To put it in automotive terms, if we buy the monitors I want, it will be like a former Yugo owner stepping into a Ferrari. I have the authorization to research the purchase of flat-panel monitors. Many of our current “Yugo” monitors were purchased in 1996 and are heavy and take up a lot of desk space. Most flat-panel monitors have a smaller “footprint” and emit almost no magnetic fields, which can help reduce eyestrain. Flat monitors also offer lower power consumption and higher resolution capabilities.
Consideration of flat-panel monitors is part of a PC rollover at my shop, where we hope to replace as many as 20 PCs. In this article, I’ll discuss the features I’ll require in my request for proposal (RFP) for the monitors, tech support, warranty, and video cards.
IT manager Mark D. Gonzales runs a small IT department for Pueblo County emergency services in Pueblo, CO. He is working on an RFP for a PC rollover. Here’s what he’s discussed so far:Part one: "An IT manager needs your advice on purchasing desktops"Part two: "An IT manager shops for PCs and considers RAM and CPUs"
Flat-screen monitors have advantages, even though they are still pricey. I believe the ergonomics benefits outweigh the cost, factors that I am going to pitch to my supervisor who must approve the purchase. Here are a few of my arguments for the flat screen:
- The flat panel is much lighter, weighing in at about 23 pounds, versus the CRT monitor, which weighs over 70 pounds.
- Flat screens emit almost no magnetic fields. This could reduce instances of red-eye syndrome.

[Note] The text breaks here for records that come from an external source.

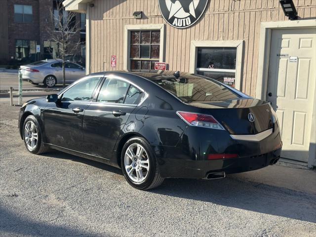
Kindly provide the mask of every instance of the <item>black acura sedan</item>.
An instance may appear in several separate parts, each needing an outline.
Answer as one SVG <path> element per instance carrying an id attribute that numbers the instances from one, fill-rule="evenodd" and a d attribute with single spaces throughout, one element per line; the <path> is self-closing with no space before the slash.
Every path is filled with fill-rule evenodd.
<path id="1" fill-rule="evenodd" d="M 177 72 L 106 72 L 21 109 L 30 152 L 49 149 L 121 168 L 145 190 L 166 178 L 214 179 L 276 162 L 282 147 L 268 102 Z"/>

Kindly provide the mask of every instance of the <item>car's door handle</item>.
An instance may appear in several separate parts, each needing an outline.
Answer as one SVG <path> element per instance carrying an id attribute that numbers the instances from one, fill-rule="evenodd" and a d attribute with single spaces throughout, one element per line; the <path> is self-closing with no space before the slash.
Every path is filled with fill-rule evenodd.
<path id="1" fill-rule="evenodd" d="M 113 115 L 114 116 L 120 116 L 121 115 L 126 115 L 126 112 L 122 112 L 120 110 L 116 110 L 115 111 L 112 111 L 112 115 Z"/>
<path id="2" fill-rule="evenodd" d="M 74 109 L 73 109 L 73 111 L 74 111 L 75 113 L 82 112 L 82 111 L 83 111 L 83 109 L 79 107 L 74 108 Z"/>

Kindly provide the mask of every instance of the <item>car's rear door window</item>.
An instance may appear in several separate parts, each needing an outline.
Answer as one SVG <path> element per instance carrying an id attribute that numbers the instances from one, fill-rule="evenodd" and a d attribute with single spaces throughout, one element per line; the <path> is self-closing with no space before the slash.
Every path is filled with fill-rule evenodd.
<path id="1" fill-rule="evenodd" d="M 72 63 L 66 63 L 66 68 L 72 69 L 81 69 L 82 68 L 81 66 Z"/>
<path id="2" fill-rule="evenodd" d="M 80 81 L 67 90 L 62 97 L 62 101 L 89 101 L 102 78 L 96 77 Z"/>
<path id="3" fill-rule="evenodd" d="M 119 79 L 107 79 L 97 99 L 97 102 L 122 104 L 129 83 Z"/>

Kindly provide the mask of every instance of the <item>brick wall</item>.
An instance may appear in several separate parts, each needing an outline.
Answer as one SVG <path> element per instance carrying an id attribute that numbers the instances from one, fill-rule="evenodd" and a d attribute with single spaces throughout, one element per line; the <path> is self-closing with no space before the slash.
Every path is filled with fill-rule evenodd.
<path id="1" fill-rule="evenodd" d="M 14 22 L 14 4 L 30 5 L 33 8 L 32 23 Z M 52 27 L 50 22 L 50 11 L 53 8 L 53 0 L 7 0 L 8 59 L 15 58 L 16 40 L 35 40 L 40 45 L 40 58 L 43 53 L 43 41 L 49 40 L 47 32 L 48 27 Z M 80 22 L 80 15 L 76 15 L 76 21 Z M 80 39 L 80 34 L 74 35 L 74 42 Z M 78 53 L 80 53 L 78 49 Z"/>
<path id="2" fill-rule="evenodd" d="M 31 5 L 33 8 L 33 22 L 31 23 L 14 22 L 14 4 Z M 9 58 L 15 57 L 16 40 L 40 40 L 39 1 L 36 0 L 8 0 L 8 32 Z"/>

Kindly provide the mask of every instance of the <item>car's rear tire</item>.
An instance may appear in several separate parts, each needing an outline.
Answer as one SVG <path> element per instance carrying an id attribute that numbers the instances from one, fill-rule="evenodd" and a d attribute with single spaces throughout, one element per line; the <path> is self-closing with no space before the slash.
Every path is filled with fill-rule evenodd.
<path id="1" fill-rule="evenodd" d="M 44 85 L 47 87 L 55 86 L 57 82 L 56 78 L 52 75 L 47 76 L 44 79 Z"/>
<path id="2" fill-rule="evenodd" d="M 28 116 L 24 120 L 22 133 L 25 147 L 31 153 L 41 154 L 50 150 L 43 143 L 40 125 L 34 116 Z"/>
<path id="3" fill-rule="evenodd" d="M 121 164 L 125 179 L 137 189 L 153 189 L 163 182 L 155 153 L 148 142 L 142 137 L 132 137 L 124 145 Z"/>

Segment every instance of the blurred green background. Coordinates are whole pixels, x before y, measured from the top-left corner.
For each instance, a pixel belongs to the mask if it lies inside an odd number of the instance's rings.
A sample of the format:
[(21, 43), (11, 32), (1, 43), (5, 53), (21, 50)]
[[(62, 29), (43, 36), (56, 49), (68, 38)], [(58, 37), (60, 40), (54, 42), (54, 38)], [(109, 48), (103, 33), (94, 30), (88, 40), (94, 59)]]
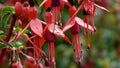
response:
[[(0, 0), (0, 4), (2, 3), (4, 0)], [(88, 50), (86, 47), (87, 37), (83, 35), (83, 32), (80, 33), (83, 55), (79, 65), (76, 63), (72, 46), (57, 38), (55, 43), (57, 68), (120, 68), (120, 0), (96, 0), (96, 3), (104, 6), (110, 12), (96, 10), (95, 26), (97, 31), (90, 37), (91, 49)], [(76, 4), (77, 6), (78, 4)], [(69, 19), (68, 7), (65, 6), (61, 14), (64, 23)], [(81, 12), (78, 16), (83, 17)], [(66, 32), (66, 35), (71, 38), (69, 32)], [(44, 50), (46, 48), (47, 46), (43, 47)]]

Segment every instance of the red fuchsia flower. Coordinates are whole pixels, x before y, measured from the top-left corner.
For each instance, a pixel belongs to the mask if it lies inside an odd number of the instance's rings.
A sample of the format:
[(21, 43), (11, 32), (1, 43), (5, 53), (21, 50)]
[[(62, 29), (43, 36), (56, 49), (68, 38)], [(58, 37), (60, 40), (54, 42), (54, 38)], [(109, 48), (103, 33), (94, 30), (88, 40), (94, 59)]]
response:
[(64, 5), (70, 6), (70, 4), (67, 2), (67, 0), (44, 0), (40, 5), (39, 8), (45, 4), (45, 10), (48, 8), (52, 9), (53, 14), (53, 22), (54, 24), (62, 26), (61, 22), (61, 11), (64, 8)]
[[(94, 0), (83, 0), (82, 4), (80, 5), (80, 7), (76, 10), (76, 12), (74, 12), (74, 14), (71, 16), (71, 18), (68, 20), (68, 22), (66, 23), (66, 25), (69, 26), (65, 26), (63, 28), (63, 31), (66, 31), (67, 29), (69, 29), (73, 23), (71, 21), (73, 21), (74, 19), (78, 22), (82, 22), (82, 23), (78, 23), (79, 25), (81, 25), (82, 27), (86, 28), (86, 32), (88, 33), (88, 48), (90, 48), (90, 38), (89, 38), (89, 30), (92, 32), (96, 31), (96, 28), (94, 26), (94, 15), (96, 14), (96, 7), (109, 12), (107, 9), (105, 9), (104, 7), (101, 7), (97, 4), (94, 3)], [(83, 20), (81, 20), (80, 18), (77, 18), (76, 15), (80, 10), (83, 10), (83, 14), (85, 15), (85, 20), (83, 22)], [(90, 19), (89, 17), (90, 16)], [(89, 25), (89, 21), (90, 21), (90, 25)], [(71, 22), (71, 24), (70, 24)]]
[[(72, 17), (73, 14), (76, 12), (76, 8), (74, 6), (73, 0), (68, 0), (68, 2), (71, 4), (71, 6), (69, 7), (69, 14), (70, 14), (70, 17)], [(80, 58), (82, 55), (81, 39), (79, 35), (81, 26), (85, 29), (86, 28), (89, 29), (90, 31), (93, 31), (93, 32), (95, 31), (92, 28), (92, 26), (88, 25), (87, 27), (87, 24), (82, 19), (78, 18), (77, 16), (72, 21), (67, 22), (65, 26), (63, 27), (63, 32), (70, 29), (73, 35), (73, 40), (72, 40), (73, 49), (74, 49), (75, 56), (77, 58), (78, 63), (80, 63)]]
[(20, 61), (16, 61), (12, 63), (12, 68), (23, 68)]
[[(15, 40), (17, 40), (20, 35), (30, 26), (32, 32), (34, 32), (36, 35), (42, 37), (42, 23), (46, 24), (45, 22), (39, 20), (37, 18), (37, 9), (36, 7), (23, 7), (22, 12), (19, 12), (19, 10), (17, 9), (18, 7), (15, 6), (15, 10), (16, 10), (16, 15), (19, 15), (23, 18), (20, 17), (20, 22), (22, 22), (22, 24), (24, 24), (24, 20), (30, 20), (30, 22), (25, 26), (25, 28), (23, 29), (23, 31), (21, 33), (19, 33)], [(21, 13), (21, 14), (20, 14)], [(14, 40), (14, 41), (15, 41)]]
[(43, 36), (45, 40), (48, 42), (48, 55), (49, 55), (49, 65), (51, 68), (56, 68), (56, 62), (55, 62), (55, 51), (54, 51), (54, 42), (56, 36), (63, 38), (65, 41), (70, 43), (69, 39), (64, 35), (62, 30), (53, 23), (53, 15), (50, 12), (50, 9), (48, 8), (46, 10), (46, 26), (43, 31)]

I may be reaching a bit, but I think flat screens could lessen the likelihood of a worker’s comp claim. Most of the IT people spend eight to 12 hours a day staring at a monitor, a fact that makes a monitor just as important, if not more important, than a good ergonomic chair or desk. The monitor features I prefer include:
- At least a 17-inch to 19-inch viewable area.
- A minimum resolution of 1,024x768.
- A capability to run both analog and digital signals.
- 28-dpi resolution to ensure a clean, crisp picture.
The test drive
Several vendors will send you their monitors for testing. A few local dealers supplied me with a variety of flat-panel monitors.
I viewed a Hewlett Packard (HP), Viewsonic, NEC, and Princeton. All of these vendors offered their monitor for a one- to two-week trial.
I have tested the HP L1810 and am waiting for the other monitors to arrive before I will make a decision on which one to use. Keep in mind that we have to live with the selection for five to six years due to our budget constraints.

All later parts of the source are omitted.